Well, obviously you have to clock it, meaning a transient
analysis. An input ramp is one method. A looped binary
search, running an input offset variable, is another and
potentially more efficient (especially if you can skip DC
solution, and keep total simulation time short).
With an input ramp, your accuracy depends on the ramp
being slow, like more than 2^bits times the worst case
prop delay if you want "bits" worth of accuracy (and, to
get accurate, you probably need to "back-date" the
input value by the prop delay to see what-it-was at
input switchpoint, not output switchpoint.
A third, and ATE-test-solution realistic method is to put
the comparator inside an integrator / divider loop, let it
find its 50% duty cycle point on noise-driven-chatter,
and read the pre-divider voltage as a gained-up proxy
for the likely-unmeasurable Vio. Of course an internal
comparator could not be accessed in this way absent a
test mux tree.
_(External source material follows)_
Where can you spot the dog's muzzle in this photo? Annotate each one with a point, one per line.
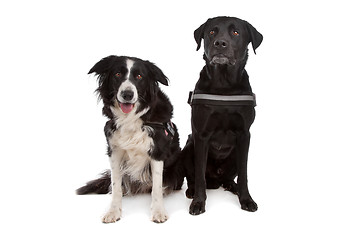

But the approach is valid to simulation.
Its total run time would probably fall between the previous
two methods (ramp will run full duration regardless of
where the comparator switches, so anywhere from 1%
to 99% of the run time would be wasted; search will
need only (bits) number of much shorter runs; integrator
time constant / settling will determine the run time you
need for accuracy(a box between settling tail, and
having a ripple residue > LSB on the integrator output).